A particle is released from height S above the surface of the earth. At a certain height its kinetic energy is three times its potential energy. The height from the surface of the earth and the speed of the particle at that instant are respectively.

Let the particle be released from rest at height $$S$$ above the earth’s surface. Choose the earth’s surface as the reference level of zero potential energy.

Initial potential energy: $$U_i = mgS$$
Initial kinetic energy: $$K_i = 0$$ (because it is released from rest)
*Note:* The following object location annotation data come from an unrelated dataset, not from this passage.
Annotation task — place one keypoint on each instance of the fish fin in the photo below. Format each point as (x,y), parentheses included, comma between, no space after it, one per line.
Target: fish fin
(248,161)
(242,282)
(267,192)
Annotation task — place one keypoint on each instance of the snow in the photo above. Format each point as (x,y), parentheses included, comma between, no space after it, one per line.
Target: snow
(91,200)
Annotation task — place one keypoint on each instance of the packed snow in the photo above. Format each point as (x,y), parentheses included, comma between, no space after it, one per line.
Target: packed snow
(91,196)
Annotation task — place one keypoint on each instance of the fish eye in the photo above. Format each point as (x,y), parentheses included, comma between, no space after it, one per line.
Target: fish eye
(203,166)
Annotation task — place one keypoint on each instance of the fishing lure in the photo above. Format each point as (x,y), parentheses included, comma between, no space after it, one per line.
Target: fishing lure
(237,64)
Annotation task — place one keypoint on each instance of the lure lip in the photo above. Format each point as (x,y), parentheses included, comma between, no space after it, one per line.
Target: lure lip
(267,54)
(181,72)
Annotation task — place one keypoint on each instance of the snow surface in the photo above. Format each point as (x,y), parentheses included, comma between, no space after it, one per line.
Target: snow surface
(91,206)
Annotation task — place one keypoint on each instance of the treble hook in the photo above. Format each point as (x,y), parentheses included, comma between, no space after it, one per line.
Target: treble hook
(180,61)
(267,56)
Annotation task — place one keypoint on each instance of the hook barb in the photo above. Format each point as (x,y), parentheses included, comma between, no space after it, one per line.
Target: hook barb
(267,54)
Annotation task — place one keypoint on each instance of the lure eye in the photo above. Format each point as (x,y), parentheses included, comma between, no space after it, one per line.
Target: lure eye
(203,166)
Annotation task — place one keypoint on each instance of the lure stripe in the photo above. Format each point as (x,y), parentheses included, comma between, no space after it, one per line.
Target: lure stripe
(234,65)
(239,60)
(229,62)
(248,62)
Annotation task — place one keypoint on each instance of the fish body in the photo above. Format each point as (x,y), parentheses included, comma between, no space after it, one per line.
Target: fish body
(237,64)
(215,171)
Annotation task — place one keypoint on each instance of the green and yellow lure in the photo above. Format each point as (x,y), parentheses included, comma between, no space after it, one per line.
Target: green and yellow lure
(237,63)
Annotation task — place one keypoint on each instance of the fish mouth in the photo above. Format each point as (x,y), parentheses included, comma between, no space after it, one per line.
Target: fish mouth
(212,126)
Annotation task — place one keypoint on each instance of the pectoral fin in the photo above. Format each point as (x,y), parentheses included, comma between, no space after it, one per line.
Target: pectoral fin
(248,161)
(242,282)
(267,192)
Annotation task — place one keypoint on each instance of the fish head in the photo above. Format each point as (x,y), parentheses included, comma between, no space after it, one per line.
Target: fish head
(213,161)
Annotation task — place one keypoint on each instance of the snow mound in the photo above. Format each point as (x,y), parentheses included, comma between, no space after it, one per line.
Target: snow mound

Total mechanical energy remains constant, so for any later instant
$$K + U = mgS$$  $$-(1)$$

At some height $$h$$ (measured from the surface) the kinetic energy is given to be three times the potential energy:
$$K = 3U$$  $$-(2)$$

Let the potential energy at this instant be $$U = mgh$$. Using $$-(2)$$, the kinetic energy at the same instant is
$$K = 3mgh$$.

Substitute these values of $$K$$ and $$U$$ into the energy conservation equation $$-(1)$$:
$$3mgh + mgh = mgS$$
$$4mgh = mgS$$
$$h = \frac{S}{4}$$.

Now compute the speed. Kinetic energy at height $$h$$ is also $$K = \frac12 mv^2$$. Equate this with $$3mgh$$:

$$\frac12 mv^2 = 3mgh$$
$$v^2 = 6gh$$
Insert $$h = \frac{S}{4}$$:
$$v^2 = 6g\left(\frac{S}{4}\right) = \frac{3gS}{2}$$
$$v = \sqrt{\frac{3gS}{2}}$$.

Therefore, the height of the particle above the earth’s surface and its speed at that instant are
$$h = \frac{S}{4}, \qquad v = \sqrt{\frac{3gS}{2}}$$.

Hence, the correct option is Option D.